被害者

みなさんは、「被害者は誰だ?」というゲームを知っているだろうか?お楽しみ会などでやると必ず盛り上がるゲームで、観客の中から何名か前へ出てもらい、いっせいに何かを食べてもらうやつだ。中に異物を隠しやすい食べ物が良いとされていて、それは、シュークリームであったり、サンドウィッチであったりし、そのうちの一つだけに当たりというか、外れのカラシやワサビが入っているやつで、いっせーのせーで食べた人たちには出来るだけ平気な顔をしてもらい、被害者が誰なのかを観客に当ててもらうやつだ……んもうっ、みなまで言わなくったってみんな、知ってるでしょうが。要するにロシアンルーレットだね。おほほほ。
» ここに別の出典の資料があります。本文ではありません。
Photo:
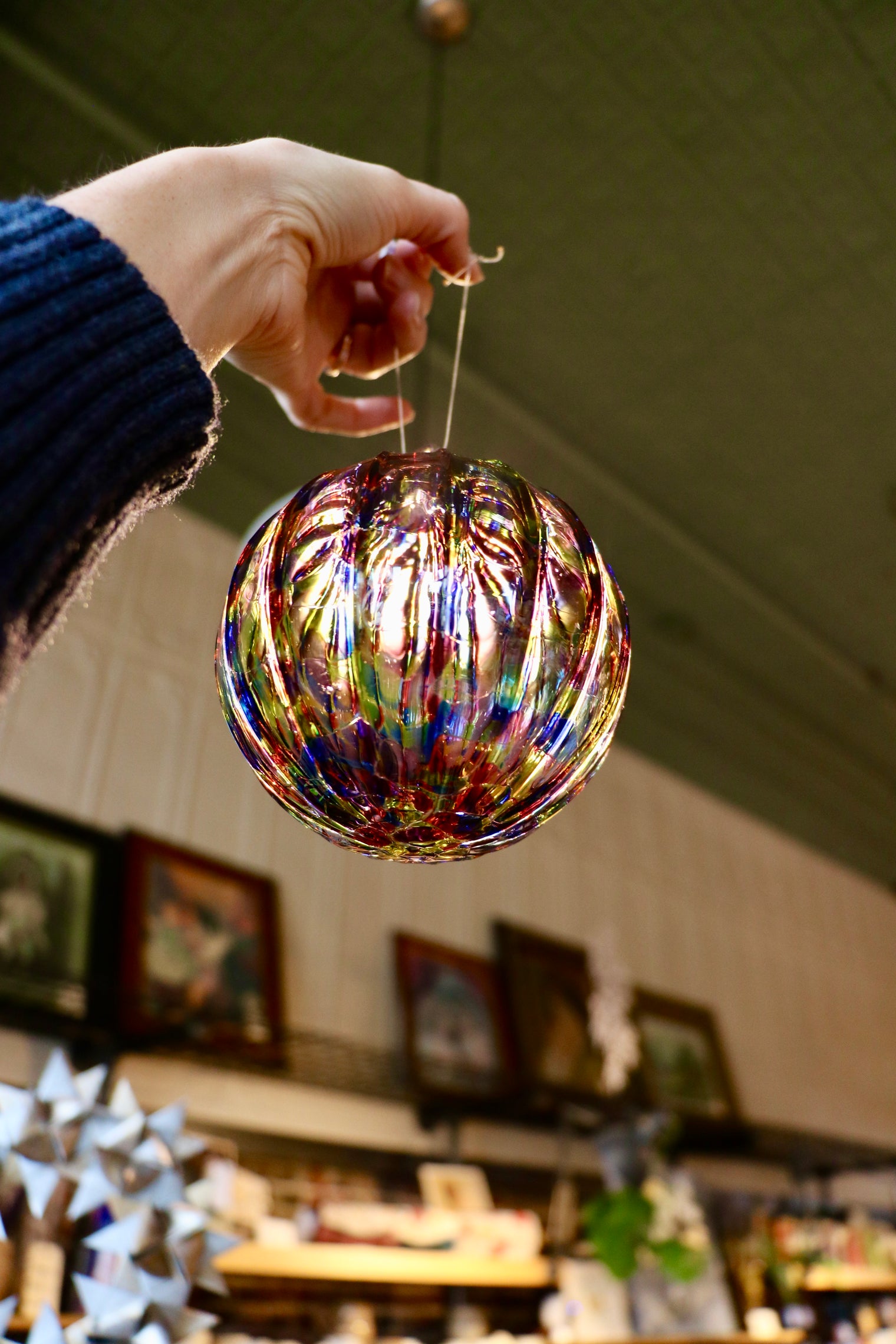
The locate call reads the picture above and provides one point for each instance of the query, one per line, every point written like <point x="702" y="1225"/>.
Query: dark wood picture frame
<point x="548" y="986"/>
<point x="701" y="1068"/>
<point x="479" y="992"/>
<point x="64" y="875"/>
<point x="170" y="909"/>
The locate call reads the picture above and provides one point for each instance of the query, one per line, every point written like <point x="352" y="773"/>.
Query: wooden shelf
<point x="849" y="1279"/>
<point x="382" y="1265"/>
<point x="785" y="1336"/>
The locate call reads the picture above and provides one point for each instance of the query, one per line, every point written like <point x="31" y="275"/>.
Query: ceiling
<point x="692" y="337"/>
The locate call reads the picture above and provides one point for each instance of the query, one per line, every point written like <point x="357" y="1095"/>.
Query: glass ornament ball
<point x="423" y="658"/>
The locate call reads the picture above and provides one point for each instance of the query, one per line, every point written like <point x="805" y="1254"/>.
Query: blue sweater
<point x="105" y="411"/>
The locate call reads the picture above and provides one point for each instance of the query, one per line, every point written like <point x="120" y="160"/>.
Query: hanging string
<point x="463" y="279"/>
<point x="401" y="404"/>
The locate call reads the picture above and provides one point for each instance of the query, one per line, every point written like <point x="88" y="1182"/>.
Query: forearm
<point x="104" y="411"/>
<point x="194" y="222"/>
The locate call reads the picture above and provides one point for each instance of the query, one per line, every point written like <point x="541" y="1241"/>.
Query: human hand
<point x="291" y="262"/>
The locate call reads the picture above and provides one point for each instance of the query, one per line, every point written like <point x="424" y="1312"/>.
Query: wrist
<point x="195" y="228"/>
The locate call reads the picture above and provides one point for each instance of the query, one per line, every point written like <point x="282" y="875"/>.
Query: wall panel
<point x="118" y="722"/>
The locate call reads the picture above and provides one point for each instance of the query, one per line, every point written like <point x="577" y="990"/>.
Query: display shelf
<point x="849" y="1279"/>
<point x="383" y="1265"/>
<point x="785" y="1336"/>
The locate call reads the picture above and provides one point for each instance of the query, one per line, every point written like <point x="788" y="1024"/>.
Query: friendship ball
<point x="423" y="658"/>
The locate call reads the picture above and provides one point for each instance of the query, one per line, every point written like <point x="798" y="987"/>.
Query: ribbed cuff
<point x="105" y="411"/>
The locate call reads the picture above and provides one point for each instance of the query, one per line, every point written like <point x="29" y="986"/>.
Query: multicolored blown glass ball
<point x="423" y="658"/>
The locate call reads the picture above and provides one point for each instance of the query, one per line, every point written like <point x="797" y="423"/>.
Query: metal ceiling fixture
<point x="444" y="21"/>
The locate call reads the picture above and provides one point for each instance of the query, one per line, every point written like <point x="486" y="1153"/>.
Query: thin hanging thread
<point x="401" y="404"/>
<point x="463" y="279"/>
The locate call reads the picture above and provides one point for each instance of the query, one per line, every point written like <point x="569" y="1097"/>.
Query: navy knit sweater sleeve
<point x="105" y="411"/>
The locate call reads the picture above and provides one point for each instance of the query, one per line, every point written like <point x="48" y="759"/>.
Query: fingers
<point x="388" y="314"/>
<point x="439" y="223"/>
<point x="353" y="416"/>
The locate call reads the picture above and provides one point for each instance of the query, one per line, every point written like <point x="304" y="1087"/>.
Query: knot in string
<point x="463" y="277"/>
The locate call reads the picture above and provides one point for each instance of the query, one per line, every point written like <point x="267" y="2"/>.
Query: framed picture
<point x="459" y="1187"/>
<point x="683" y="1063"/>
<point x="57" y="920"/>
<point x="200" y="960"/>
<point x="548" y="986"/>
<point x="456" y="1027"/>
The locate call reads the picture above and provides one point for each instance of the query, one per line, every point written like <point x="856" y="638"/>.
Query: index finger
<point x="440" y="223"/>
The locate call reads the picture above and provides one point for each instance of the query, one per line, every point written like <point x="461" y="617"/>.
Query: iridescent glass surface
<point x="423" y="658"/>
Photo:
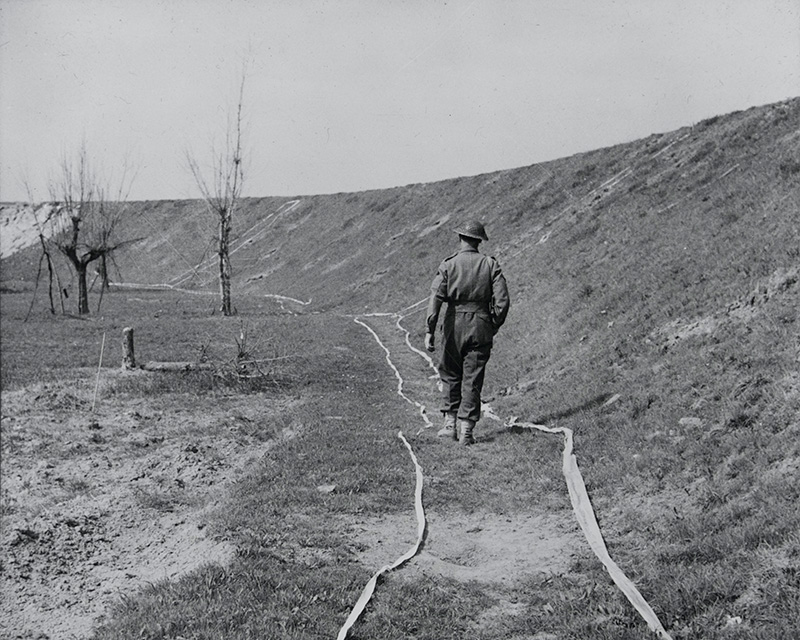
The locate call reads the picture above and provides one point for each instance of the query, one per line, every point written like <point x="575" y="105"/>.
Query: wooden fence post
<point x="128" y="359"/>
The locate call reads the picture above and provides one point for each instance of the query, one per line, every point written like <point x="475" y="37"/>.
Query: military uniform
<point x="474" y="288"/>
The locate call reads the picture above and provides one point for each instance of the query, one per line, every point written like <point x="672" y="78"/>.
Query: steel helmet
<point x="472" y="229"/>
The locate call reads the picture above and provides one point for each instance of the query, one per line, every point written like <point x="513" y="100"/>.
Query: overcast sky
<point x="360" y="94"/>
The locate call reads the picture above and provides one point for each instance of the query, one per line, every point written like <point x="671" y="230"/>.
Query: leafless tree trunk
<point x="222" y="194"/>
<point x="93" y="218"/>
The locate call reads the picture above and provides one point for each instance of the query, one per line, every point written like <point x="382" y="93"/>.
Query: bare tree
<point x="90" y="216"/>
<point x="221" y="194"/>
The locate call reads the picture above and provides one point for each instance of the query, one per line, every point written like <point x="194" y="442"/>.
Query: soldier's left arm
<point x="501" y="302"/>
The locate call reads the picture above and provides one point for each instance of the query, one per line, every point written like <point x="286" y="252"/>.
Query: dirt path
<point x="481" y="547"/>
<point x="98" y="505"/>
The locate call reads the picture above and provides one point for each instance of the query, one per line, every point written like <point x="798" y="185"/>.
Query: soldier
<point x="475" y="291"/>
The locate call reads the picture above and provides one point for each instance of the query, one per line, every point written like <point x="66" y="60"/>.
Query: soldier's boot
<point x="448" y="430"/>
<point x="466" y="426"/>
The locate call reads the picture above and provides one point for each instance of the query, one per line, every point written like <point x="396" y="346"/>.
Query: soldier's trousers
<point x="467" y="346"/>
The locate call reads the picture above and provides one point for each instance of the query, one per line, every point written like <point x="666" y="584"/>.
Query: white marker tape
<point x="369" y="589"/>
<point x="421" y="407"/>
<point x="584" y="513"/>
<point x="582" y="506"/>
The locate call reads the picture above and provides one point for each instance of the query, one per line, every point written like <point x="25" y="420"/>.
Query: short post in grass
<point x="128" y="359"/>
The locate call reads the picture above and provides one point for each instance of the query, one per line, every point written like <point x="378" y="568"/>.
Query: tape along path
<point x="419" y="386"/>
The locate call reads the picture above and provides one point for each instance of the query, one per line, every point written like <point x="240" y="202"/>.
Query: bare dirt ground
<point x="99" y="504"/>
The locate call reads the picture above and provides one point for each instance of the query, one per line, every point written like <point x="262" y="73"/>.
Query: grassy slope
<point x="664" y="270"/>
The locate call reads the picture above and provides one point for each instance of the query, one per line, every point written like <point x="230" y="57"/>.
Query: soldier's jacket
<point x="470" y="282"/>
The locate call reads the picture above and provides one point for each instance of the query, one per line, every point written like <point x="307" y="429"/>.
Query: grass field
<point x="655" y="304"/>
さて、僕たちが子供だった頃、町内子供会で行うクリスマス会が、毎年僕の家の前にある自治会館で行われていた。そこでは、学年ごとに出し物をするのだけど、いつも六年生が「被害者は誰だ?」をやるという、なんとなくの習わしみたいなところがあったので、六年生になった僕らは当然のごとくその出し物を選んだ。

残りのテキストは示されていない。